De si grandes qualités engagèrent l'évêque à l'avancer par degrés dans les saints Ordres. Lorsqu'il fut sous-diacre, il commença à affliger son corps par toutes sortes d'austérités : il jeûnait et veillait assidûment, se refusait les soulagements les plus nécessaires et donnait presque tout son revenu aux pauvres ; le mensonge et la médisance ne sortaient jamais de sa bouche, il n'offendait personne et tâchait, au contraire, de faire du bien à tout le monde ; enfin, sachant que, par son Ordre, il était engagé à porter les vases sacrés, il avait continuellement devant les yeux ces paroles du prophète Isaïe : *Mundamini, qui fertis vasa Domini* ; « Soyez purs, vous qui portez les vases du Seigneur » ; et il se conservait dans une grande pureté de corps et d'esprit, qui lui donnait lieu de participer souvent au Sacrement du corps et du sang de Jésus-Christ. L'Ordre du diaconat lui servit encore d'aiguillon pour l'animer à une vertu plus parfaite. Il réunissait toutes les conditions que saint Paul demande dans un clerc qui est honoré de cette dignité.

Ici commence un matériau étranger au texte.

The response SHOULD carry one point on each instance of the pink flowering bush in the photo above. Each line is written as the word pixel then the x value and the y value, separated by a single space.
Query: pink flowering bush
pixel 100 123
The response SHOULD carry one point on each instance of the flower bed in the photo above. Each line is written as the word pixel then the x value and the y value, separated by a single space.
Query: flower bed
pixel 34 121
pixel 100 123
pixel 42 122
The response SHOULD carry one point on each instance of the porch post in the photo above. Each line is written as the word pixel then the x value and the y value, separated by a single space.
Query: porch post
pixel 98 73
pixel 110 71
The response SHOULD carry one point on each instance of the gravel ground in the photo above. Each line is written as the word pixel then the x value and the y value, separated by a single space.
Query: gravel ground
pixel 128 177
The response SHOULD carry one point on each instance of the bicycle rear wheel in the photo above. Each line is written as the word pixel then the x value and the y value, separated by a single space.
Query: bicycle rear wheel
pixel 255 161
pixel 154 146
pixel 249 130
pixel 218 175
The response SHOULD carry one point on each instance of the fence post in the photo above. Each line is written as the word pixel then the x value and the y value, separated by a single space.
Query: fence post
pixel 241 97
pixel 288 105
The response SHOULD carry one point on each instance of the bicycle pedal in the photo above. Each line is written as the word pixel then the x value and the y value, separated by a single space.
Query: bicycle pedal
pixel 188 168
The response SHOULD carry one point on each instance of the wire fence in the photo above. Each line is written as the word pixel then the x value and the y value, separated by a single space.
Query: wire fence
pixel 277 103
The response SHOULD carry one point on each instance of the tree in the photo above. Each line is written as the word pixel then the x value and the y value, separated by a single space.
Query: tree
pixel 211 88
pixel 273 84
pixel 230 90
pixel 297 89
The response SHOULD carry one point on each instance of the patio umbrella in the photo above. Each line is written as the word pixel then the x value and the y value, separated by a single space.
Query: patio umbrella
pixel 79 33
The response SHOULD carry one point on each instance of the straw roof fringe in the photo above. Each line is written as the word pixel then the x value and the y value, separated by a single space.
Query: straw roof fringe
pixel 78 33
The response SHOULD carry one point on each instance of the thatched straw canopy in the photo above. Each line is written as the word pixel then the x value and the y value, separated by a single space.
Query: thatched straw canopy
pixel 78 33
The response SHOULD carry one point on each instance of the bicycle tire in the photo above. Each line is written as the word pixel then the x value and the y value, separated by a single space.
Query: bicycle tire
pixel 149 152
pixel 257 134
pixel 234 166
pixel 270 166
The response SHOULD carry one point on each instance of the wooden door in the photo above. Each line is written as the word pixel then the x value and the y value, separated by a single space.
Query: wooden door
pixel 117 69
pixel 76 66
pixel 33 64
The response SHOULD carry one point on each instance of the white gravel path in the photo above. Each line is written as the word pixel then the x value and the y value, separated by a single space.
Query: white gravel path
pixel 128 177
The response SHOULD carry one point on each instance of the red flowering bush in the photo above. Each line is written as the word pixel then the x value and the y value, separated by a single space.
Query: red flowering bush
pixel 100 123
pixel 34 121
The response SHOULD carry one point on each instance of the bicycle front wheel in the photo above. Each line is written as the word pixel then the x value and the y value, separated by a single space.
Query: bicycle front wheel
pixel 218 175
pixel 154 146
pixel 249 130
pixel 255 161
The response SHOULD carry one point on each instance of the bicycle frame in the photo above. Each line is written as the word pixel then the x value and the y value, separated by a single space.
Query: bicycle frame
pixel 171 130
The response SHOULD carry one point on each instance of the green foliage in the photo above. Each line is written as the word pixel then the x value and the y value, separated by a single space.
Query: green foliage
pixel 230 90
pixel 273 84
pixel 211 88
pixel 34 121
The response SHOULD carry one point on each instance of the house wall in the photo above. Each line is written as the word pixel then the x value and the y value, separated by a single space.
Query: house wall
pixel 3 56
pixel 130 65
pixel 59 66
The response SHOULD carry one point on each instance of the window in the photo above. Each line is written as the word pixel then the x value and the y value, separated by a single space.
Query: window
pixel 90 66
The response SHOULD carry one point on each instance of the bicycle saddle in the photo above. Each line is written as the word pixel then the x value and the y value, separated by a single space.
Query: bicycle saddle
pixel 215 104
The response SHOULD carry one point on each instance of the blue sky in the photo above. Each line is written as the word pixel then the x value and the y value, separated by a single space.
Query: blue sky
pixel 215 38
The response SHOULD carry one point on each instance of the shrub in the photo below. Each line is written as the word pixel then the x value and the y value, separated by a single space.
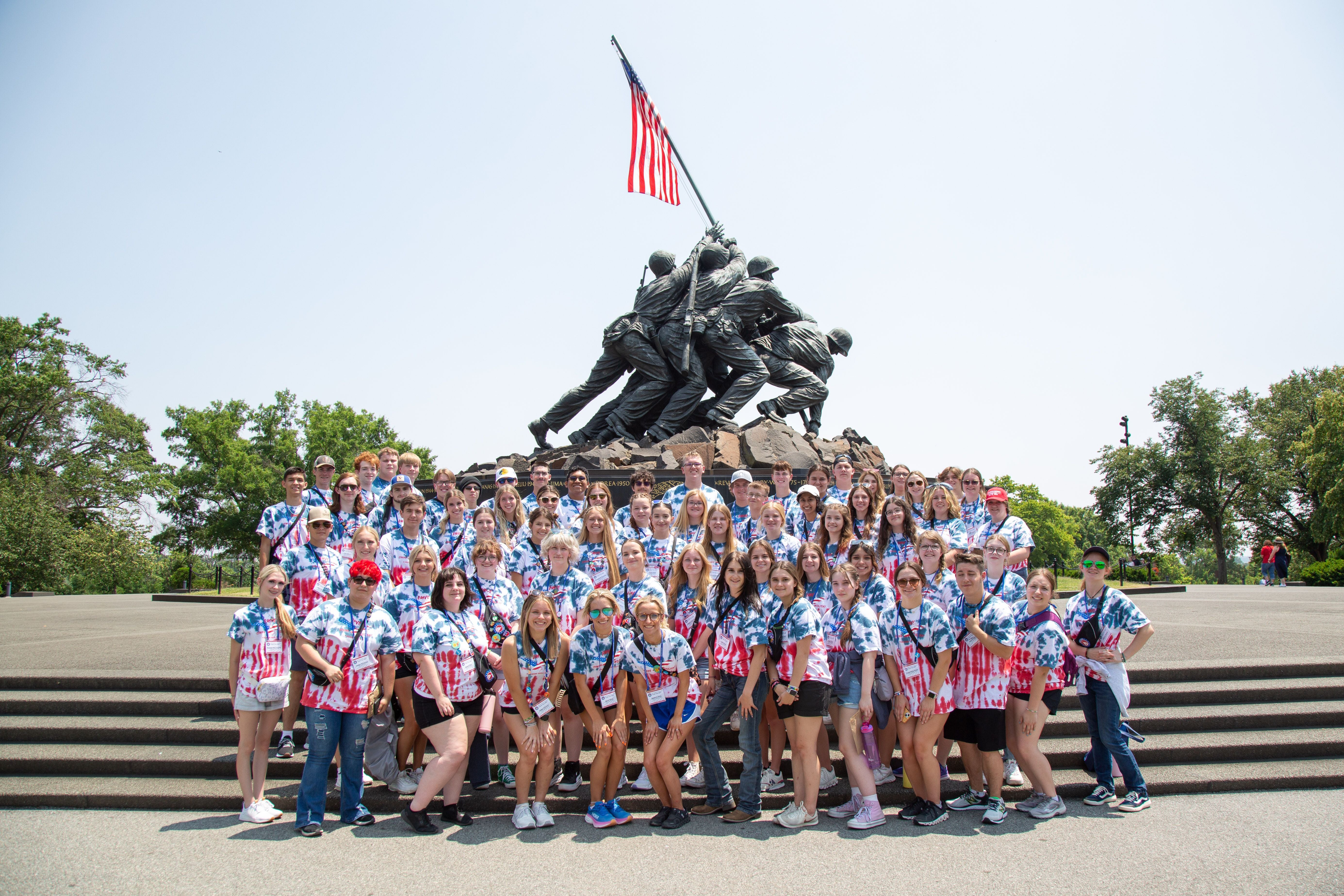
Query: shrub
pixel 1327 573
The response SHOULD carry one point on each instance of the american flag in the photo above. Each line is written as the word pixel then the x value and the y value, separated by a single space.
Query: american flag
pixel 652 171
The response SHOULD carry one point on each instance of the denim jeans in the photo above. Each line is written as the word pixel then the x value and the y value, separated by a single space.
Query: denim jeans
pixel 1103 715
pixel 327 730
pixel 722 705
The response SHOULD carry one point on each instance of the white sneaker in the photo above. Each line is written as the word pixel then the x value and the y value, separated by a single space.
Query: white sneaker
pixel 256 815
pixel 694 776
pixel 791 816
pixel 542 816
pixel 523 819
pixel 868 817
pixel 405 782
pixel 847 811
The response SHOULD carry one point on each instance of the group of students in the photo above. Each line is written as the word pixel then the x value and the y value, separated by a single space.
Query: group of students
pixel 896 617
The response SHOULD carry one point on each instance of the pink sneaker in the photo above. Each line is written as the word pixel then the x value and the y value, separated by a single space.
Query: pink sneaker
pixel 847 811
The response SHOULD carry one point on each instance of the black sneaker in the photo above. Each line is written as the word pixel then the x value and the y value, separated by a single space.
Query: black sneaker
pixel 677 817
pixel 913 809
pixel 418 821
pixel 970 800
pixel 933 815
pixel 572 778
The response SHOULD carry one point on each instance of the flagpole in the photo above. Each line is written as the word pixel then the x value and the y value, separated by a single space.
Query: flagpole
pixel 685 170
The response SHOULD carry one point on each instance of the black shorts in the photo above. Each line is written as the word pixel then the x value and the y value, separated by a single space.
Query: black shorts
pixel 1050 699
pixel 812 699
pixel 986 729
pixel 428 714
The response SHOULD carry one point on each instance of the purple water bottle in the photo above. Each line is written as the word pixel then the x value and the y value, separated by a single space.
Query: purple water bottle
pixel 870 746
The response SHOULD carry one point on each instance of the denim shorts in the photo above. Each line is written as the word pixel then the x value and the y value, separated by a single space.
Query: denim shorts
pixel 850 699
pixel 253 705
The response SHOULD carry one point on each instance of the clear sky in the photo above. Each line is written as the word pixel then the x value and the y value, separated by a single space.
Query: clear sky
pixel 1027 214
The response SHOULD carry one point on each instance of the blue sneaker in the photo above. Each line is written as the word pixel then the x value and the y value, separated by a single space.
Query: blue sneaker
pixel 599 816
pixel 619 815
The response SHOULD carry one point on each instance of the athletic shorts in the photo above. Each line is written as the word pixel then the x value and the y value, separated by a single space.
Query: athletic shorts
pixel 986 729
pixel 1050 699
pixel 428 714
pixel 812 699
pixel 663 713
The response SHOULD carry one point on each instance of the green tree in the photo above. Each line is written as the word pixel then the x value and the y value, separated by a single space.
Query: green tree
pixel 233 459
pixel 60 421
pixel 1322 456
pixel 1053 528
pixel 1204 464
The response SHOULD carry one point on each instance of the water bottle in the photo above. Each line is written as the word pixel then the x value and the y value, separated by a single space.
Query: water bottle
pixel 870 746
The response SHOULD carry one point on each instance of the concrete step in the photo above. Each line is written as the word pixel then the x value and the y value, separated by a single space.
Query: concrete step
pixel 1140 674
pixel 205 761
pixel 220 794
pixel 1069 723
pixel 204 703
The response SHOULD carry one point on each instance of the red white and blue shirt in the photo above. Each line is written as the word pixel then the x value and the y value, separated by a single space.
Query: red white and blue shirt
pixel 568 592
pixel 310 570
pixel 283 520
pixel 406 605
pixel 1042 645
pixel 737 629
pixel 452 639
pixel 1120 615
pixel 331 628
pixel 980 680
pixel 800 621
pixel 671 656
pixel 265 651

Il veillait tellement sur lui-même, qu'il ne lui échappait presque aucune faute, et d'ailleurs il était un modèle d'humilité, de douceur, de patience, de chasteté, de tempérance, de miséricorde envers ceux qui étaient dans l'affliction, et d'amour pour Jésus-Christ dont il était le ministre. Ricfrid, réalisant en cela le désir de tous les fidèles, promut Frédéric au sacerdoce ; ensuite il le fit la seconde personne de son clergé et lui confia les plus grandes affaires de son diocèse. Il n'eut pas sujet de s'en repentir : il trouva toujours en lui un dispensateur fidèle et un homme irréprochable dans ses mœurs et dans sa conduite.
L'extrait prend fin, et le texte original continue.